Os dados que o pesquisador havia recolhido não eram fruto de uma olhadinha superficial, já que ele foi responsável por um estudo com mais de 15 mil crianças em São Francisco, nos Estados Unidos. Vários estudos já mostravam que recém-nascidos de mães fumantes pesavam menos e, como o baixo peso estava associado a um maior risco de óbito, se esperava que isso implicasse uma mortalidade maior. O próprio Yerushalmy discutiu esse assunto com cautela, mal acreditando no que os números lhe diziam.

Cerca de duas décadas mais tarde, o americano David Sackett, um dos pais da medicina baseada em evidência, se deparou com um problema semelhante.
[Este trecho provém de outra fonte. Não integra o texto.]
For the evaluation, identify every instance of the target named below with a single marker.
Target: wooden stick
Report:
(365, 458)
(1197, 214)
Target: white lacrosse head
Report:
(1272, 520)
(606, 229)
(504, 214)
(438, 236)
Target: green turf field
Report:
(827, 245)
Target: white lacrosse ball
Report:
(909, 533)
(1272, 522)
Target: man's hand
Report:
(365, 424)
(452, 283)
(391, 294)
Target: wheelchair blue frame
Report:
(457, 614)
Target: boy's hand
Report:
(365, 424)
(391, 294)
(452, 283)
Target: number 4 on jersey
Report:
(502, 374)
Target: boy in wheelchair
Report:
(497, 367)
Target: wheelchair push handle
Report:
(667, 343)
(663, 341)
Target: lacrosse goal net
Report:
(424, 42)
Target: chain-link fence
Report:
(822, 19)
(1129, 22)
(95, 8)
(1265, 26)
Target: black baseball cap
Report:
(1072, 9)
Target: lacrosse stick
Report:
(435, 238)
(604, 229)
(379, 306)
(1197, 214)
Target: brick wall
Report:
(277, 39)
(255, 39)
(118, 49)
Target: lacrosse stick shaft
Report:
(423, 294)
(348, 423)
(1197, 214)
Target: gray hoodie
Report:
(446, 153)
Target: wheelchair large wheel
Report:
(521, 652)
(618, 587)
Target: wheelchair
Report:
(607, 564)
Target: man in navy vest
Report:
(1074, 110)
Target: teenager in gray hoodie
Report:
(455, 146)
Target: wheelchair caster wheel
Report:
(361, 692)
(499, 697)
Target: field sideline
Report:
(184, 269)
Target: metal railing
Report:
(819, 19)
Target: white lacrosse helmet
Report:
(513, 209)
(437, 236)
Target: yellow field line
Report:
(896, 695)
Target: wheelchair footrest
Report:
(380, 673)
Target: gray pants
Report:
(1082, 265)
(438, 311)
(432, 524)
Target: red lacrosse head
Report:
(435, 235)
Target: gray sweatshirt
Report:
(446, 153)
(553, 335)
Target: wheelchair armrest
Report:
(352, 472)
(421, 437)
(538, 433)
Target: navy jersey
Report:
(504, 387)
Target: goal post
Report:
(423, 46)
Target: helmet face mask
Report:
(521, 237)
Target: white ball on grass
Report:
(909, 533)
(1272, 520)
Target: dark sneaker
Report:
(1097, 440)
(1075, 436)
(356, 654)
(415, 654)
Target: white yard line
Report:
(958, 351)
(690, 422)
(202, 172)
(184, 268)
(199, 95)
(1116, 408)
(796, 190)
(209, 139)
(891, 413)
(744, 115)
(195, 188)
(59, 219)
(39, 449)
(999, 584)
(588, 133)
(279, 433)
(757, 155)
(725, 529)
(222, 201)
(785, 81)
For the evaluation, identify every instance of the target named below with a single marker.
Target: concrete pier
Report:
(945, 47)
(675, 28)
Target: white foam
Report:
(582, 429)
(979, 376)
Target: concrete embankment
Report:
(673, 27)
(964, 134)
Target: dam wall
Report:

Ao analisar 257 pacientes hospitalizados, ele detectou uma associação estatística forte entre aqueles com doenças locomotoras e doenças respiratórias, ou seja, era possível fazer predições sobre uma das condições ao saber se o paciente tinha tido a outra. Havia plausibilidade nesse achado, já que doenças locomotoras podiam levar a inatividade, o que poderia acarretar um quadro de doença respiratória. Sabemos, porém, que correlação não implica causalidade. Em um episódio nos Estados Unidos, por exemplo, foi observado que sempre que a venda de sorvete aumentava, havia mais ataques de tubarão. Estaria o consumo de sorvete provocando os tubarões!? Não! No verão as pessoas compram mais sorvete e vão mais à praia. Já no inverno, se ninguém entra na água, o tubarão fica a ver navios.

Foi por compreender a possibilidade de existência de vieses nos dados hospitalares que Sackett repetiu sua análise com 2783 indivíduos, incluindo pacientes não hospitalizados. Para sua surpresa, se antes havia uma correlação forte –centenas de pacientes acompanhados de perto, plausibilidade biológica–, agora as duas condições pareciam não ter nada a ver uma com a outra. (Lembre-se que o número de indivíduos na primeira análise não era desprezível: foram mais de 15 mil as crianças estudadas por Yerushalmy.)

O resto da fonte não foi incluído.